How to make money on negative yieldsJanuary 12, 2012: 10:29 AM ET
German bonds yields are below zero, but it may not be so crazy to pay for the privilege of loaning a country money.
FORTUNE – Would you pay someone to give them a loan? That's essentially what's happening in Germany right now -- German short-term bills turned negative earlier this week, meaning investors will not only forgo returns on German debt, they'll actually end up with less money when the bonds expire.
It may sound preposterous, but that's not the only way of looking at it. Aside from finding a safe place to invest amid all the uncertainties attached with Europe's ongoing debt crisis, it's possible that investors can also make money on negative yields.

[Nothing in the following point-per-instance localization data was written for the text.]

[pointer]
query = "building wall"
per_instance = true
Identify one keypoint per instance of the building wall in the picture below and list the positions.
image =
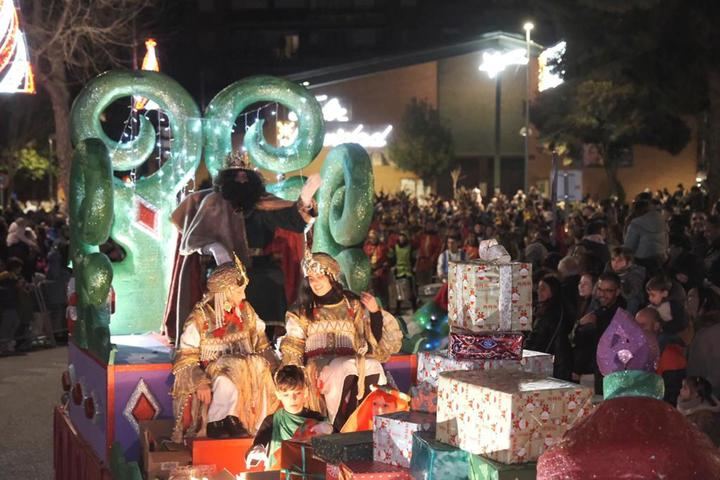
(652, 168)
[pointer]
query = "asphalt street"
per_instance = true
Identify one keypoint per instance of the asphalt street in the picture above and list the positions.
(29, 389)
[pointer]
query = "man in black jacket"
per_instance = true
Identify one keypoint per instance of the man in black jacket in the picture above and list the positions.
(607, 292)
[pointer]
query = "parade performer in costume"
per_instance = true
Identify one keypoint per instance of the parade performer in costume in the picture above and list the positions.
(239, 216)
(342, 339)
(632, 433)
(224, 361)
(292, 421)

In an auction Monday, Germany sold $4.96 billion of six-month bills with an average yield of negative 0.0122%. This is reportedly the first time yields turned negative at a German debt auction. However, as The Wall Street Journal points out, short-term U.S. Treasury yields spiraled to negative territory during the worst of the financial crisis several years ago. With all the uncertainties in the market, investors pulled cash out of risky investments and put them into safer securities – notably, short-term U.S. government debt.
Investors typically expect to be repaid more than they lend. And indeed, Monday's auction in Germany signals they may be willing to settle for slightly less given fears about potentially big losses elsewhere. But it's possible for investors to gain more than expected.
For one, the price for these bills could rise if yields, which move in the opposite direction, fall further should the crisis in Europe take a turn for the worse.
And investors stand to see modestly bigger returns if deflation arises – a development some aren't ruling that out given expectations that Europe could slip into recession this year. When prices fall for a prolonged period, investors are better off stuffing cash under the mattress or a safe deposit box. Needless to say, corporations and money managers – discouraged from investing and lending given Europe's ongoing debt crisis – can't practically do that. So they flock to safety in bills and hope for better gains.
University of Miami finance professor Brian Barrett sees it this way: Say the yield on a short-term government bond is negative 0.5%. The bill pays $1,000 when it matures at the end of the year. So the price of the bill would be $1,005.
Now let's say copy paper at the start of the year is going for $10 a case. With $1,005, a company can buy 100.50 cases.
But let's say the company holds off and stuffs its money under a mattress. And at the end of the year, prices have steadily declined. Inflation has dropped to negative 1%, which means a case of paper is now going for $9.90. Now the company pulls out its $1,005 and can buy 101.52 cases. That's better than at the beginning of the year.
Obviously companies can't store money under a mattress. Executives need to put cash on hand at work, so they do what's essentially the equivalent. The investor, looking for a low-risk place to invest the company's cash, buys bonds at negative yields. By investing $1,005 in the bond, the investor ends up with $1,000 when it matures at the end of the year. With that, the company can buy 101.01 cases of copy paper. That's still more than it could buy at the beginning of the year.
So while it may seem investors are doing Germany a favor, in the end, the bigger winners are likely the investors themselves.